Over the past couple of years, I’ve found myself quite interested in histories relating to solitude, in terms of what being alone has meant down the centuries, and how people have responded to ideas of solitude over time. My interest in this was first sparked by a couple of radio or podcast series, the first being Thomas Dixon’s A Short History of Solitude for the BBC, and the second being the Spaces of Solitude podcast by researchers at Queen Mary University London. I mentioned both previously on a blog post about my favourite podcasts – more here. Thinking back, I don’t think it’s too much of a surprise that this subject resonated me – in the pandemic times, I found myself both isolated from the outside world, but rarely ever alone at home, with all my family ‘locked down’ beside me. Solitude, I came to realise, is something I need in order to create. As the saying goes, you don’t know what you’ve got until it’s gone.
One of the topics within this theme of solitude which really intrigued me was that of religious hermits, anchorites and anchoresses; those who devoted themselves to lives of piety and solitude in the medieval period (although perhaps were not always as alone as we might think, as Thomas Dixon’s series explores). In recent times I’ve become quite an enthusiast for medieval history – something which has come as a surprise, since I was always a devoted early-modernist in my student days. I suppose the two interests, therefore, go hand in hand. With all this in mind, yesterday I stumbled upon a really interesting story…
First, a bit of context. My current work-in-progress has reclusive people at its heart. I’m not sure that was a deliberate choice I made when I began to write; rather, I think it was a subconscious one which developed quickly and which, given my recent preoccupation with solitude, isn’t all that surprising. My two main characters find themselves alone for diverse reasons, some circumstantial, some matters of choice, but both are grappling with their solitude in their different ways. The novel is set in Cumberland (now Cumbria), along the Whitehaven coastline. Yesterday, as I was redrafting, I found myself wandering down a bit of a Google rabbit hole (it happens often). One of the characters mentions the village of St Bees; I went on Google to check a detail and, just like that, I found Saint Bega.

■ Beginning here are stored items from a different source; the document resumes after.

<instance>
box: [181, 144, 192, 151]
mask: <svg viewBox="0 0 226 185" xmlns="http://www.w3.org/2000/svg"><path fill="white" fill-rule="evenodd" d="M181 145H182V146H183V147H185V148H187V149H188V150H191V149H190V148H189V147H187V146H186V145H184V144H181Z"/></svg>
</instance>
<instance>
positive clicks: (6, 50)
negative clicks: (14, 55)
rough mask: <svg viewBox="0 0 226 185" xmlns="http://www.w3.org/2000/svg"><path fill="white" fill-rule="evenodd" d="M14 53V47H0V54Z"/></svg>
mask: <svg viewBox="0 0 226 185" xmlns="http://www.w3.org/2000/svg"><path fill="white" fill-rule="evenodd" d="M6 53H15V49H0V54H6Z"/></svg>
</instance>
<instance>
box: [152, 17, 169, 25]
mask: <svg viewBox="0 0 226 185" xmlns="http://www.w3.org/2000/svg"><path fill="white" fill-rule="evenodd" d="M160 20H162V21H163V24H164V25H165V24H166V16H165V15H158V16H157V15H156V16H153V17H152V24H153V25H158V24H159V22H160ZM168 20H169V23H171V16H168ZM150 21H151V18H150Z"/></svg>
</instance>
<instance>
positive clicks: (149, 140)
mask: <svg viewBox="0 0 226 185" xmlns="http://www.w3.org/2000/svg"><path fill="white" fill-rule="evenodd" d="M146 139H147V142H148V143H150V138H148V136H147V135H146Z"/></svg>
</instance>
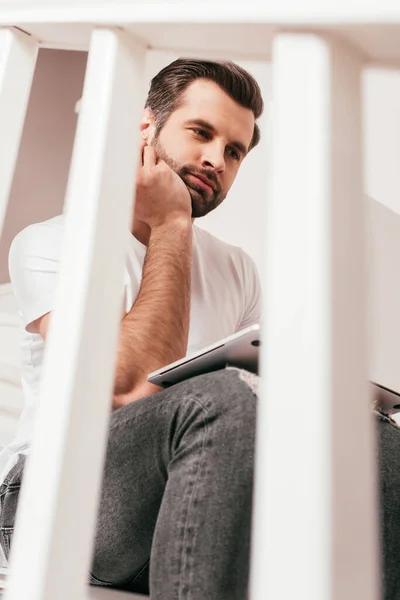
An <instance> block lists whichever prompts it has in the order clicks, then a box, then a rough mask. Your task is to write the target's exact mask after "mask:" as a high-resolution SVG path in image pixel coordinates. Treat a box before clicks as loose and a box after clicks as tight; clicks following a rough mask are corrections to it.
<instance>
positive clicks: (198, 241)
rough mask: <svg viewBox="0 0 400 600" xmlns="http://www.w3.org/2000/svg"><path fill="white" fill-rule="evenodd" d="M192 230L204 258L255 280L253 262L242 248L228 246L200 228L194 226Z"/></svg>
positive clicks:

Not far from St Bees is St Bees Head, a headland which reaches out west and is home nowadays to a RSPB reserve and a variety of sea birds. It is also said to be where, in the ninth century, an Irish princess called Saint Bega was shipwrecked after fleeing her homeland and the prospect of a forced marriage to a Viking prince. Bega settled for some time in the area, becoming an anchoress, before eventually fleeing further east into Northumbria as the threat from raiding pirates loomed large. The name of the village is a corruption of its Norse name, Kyrkeby Becok, which translates as ‘church of Bega’. St Bees Priory, which has its own long and interesting history, was also dedicated to her.
There is more detailed information about St Bega’s life, the relic and cult of St Bega, and indeed whether or not she ever existed at all over on the St Bees website. However, having unexpectedly discovered this story yesterday, I just had to share it. And now you know, as I do, why St Bees is called St Bees!